From the Executive Director

Washington Notes, September 1989

Samuel Gammon, September 1989

As our members return from summer holidays or professional incursions (libraries, archives, etc.), the September issue of this AHA house organ provides a tightly-packed bunch of information concerning noteworthy matters that engaged headquarters staff during the period between the mid-April buttoning up of the May-June issue and the August closure of this one. The tight packing is a reflection of the healthy nature of our discipline, since employment opportunity notices take up such a large fraction of our available space. In fact a quick comparison with the September 1982 issue shows just about twice as much space is now devoted to vacancy listings.

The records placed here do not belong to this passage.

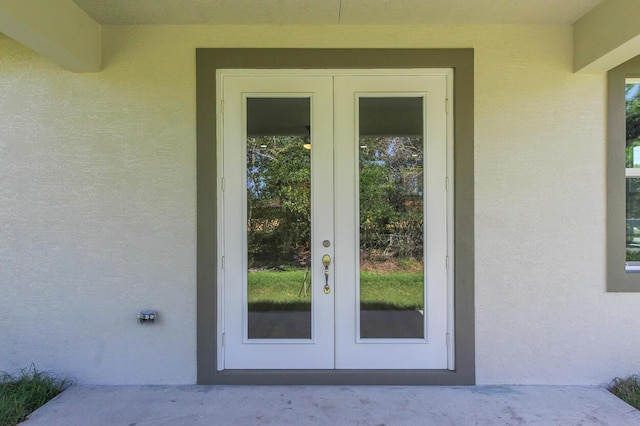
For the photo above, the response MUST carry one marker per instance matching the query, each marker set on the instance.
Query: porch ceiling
(118, 12)
(606, 32)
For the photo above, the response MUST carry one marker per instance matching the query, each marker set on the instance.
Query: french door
(335, 220)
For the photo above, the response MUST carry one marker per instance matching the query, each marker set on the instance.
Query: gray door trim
(208, 60)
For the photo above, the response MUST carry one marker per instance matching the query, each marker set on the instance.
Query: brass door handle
(326, 261)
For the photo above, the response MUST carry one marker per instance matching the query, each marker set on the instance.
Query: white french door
(335, 220)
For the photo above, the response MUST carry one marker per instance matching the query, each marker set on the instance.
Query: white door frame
(447, 74)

Much of the activity of the Association staff during the period under report was generated by the spring meetings of the three divisional committees—Research, Teaching, and Professional—and by the two-day meeting of the Council and its Finance Committee in May.

Although much of the business of the three divisions was forwarded to the Council for its action and is reported under that rubric (see Council News page 4), a number of other items were dispatched at the division committee level. For example, the Research Division meeting in mid-April accepted the final format of a new book prize in medieval Spanish history, earlier approved in principle by the Council. It also adjusted the terms of two other prizes and refined the criteria for awarding of the J.F. Jameson Fellowship, a joint enterprise of the Library of Congress and the Association. The new, biennial Premio del Rey has been endowed by Fr. Robert I. Burns, S.J., Loyola University, Los Angeles, who generously dedicated the awards he received from the Lull and Catalonia prizes in Spain to set up this new prize, covering Spanish history and culture A.D. 500-1516.

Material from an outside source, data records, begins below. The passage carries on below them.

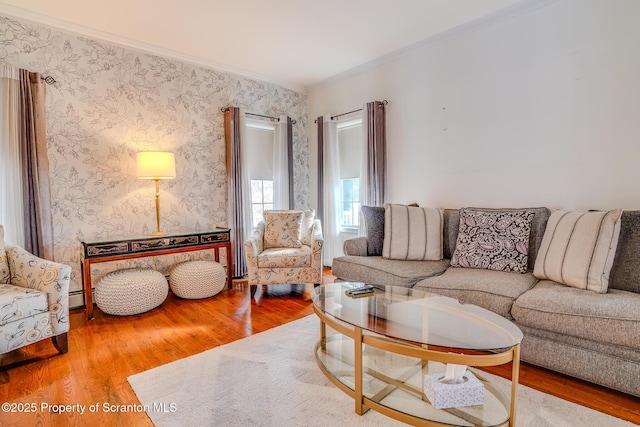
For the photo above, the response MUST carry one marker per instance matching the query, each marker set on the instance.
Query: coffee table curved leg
(515, 378)
(357, 366)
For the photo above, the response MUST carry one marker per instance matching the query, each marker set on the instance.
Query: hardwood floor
(105, 351)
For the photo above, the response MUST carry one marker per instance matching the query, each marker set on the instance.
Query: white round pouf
(197, 279)
(131, 291)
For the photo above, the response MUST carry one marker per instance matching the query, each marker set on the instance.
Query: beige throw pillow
(578, 249)
(282, 229)
(4, 265)
(412, 233)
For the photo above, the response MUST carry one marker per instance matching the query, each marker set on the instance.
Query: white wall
(541, 107)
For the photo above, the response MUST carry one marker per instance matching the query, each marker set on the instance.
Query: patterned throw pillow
(412, 233)
(282, 229)
(493, 239)
(4, 265)
(578, 248)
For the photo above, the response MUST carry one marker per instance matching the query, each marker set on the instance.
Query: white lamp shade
(155, 165)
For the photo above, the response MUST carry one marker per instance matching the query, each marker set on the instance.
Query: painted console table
(116, 250)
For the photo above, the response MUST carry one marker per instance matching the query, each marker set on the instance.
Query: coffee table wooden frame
(363, 403)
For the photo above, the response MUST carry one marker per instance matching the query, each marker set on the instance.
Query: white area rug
(271, 379)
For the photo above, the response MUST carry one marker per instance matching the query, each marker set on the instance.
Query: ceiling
(294, 43)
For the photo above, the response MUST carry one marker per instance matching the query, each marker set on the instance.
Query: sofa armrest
(29, 271)
(355, 247)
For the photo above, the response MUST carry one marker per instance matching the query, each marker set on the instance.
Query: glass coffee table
(378, 349)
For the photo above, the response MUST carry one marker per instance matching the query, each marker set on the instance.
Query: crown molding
(502, 15)
(82, 30)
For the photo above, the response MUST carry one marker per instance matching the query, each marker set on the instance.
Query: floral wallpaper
(108, 103)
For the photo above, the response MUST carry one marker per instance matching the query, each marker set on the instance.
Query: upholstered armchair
(34, 299)
(285, 248)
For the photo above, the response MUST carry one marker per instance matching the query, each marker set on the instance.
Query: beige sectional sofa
(590, 335)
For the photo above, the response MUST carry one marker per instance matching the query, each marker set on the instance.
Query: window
(259, 140)
(350, 201)
(261, 199)
(350, 146)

The Teaching Division at its late April session acted on recommendations to bring into being pamphlets on the approaching Columbian bicentenary and to select AHA representatives to meet regularly with the board of the Society for History Education.

The Professional Division continued its active consideration of complaints, allege breaches of the AHA Standards of Professional Conduct. Four such cases are now active. It voted to continue reprinting the Standards annually in this publication and to encourage affiliated societies to reprint it also. The division reviewed its experience in hands-on supervision of the Cincinnati annual meeting's Job Register, suggesting certain changes. It also decided that in San Francisco this December the Job Register should experiment with the practicality of operating a small number of rented private interview rooms as well as the major gratis facility.

Association headquarters was pleased to have a visit from former AHA executive secretary Boyd C. Shafer and Mrs. Shafer in late April. Dr. Shafer, among his many, achievements as chief executive of the AHA, purchased the first part of the present headquarters building.

A solemn event engaged AHA officials in early May—the Washington memorial meeting to commemorate AHA Past-President Richard B. Morris's life of service to the profession. Many tributes were paid by the Washington-based historians to Dick Morris and affectionate anecdotes were aired in great number. His last, long labor for the AHA was the co-chairship of the joint AHA-American Political Science Association Committee overseeing our successful Project '87 for most of the preceding decade.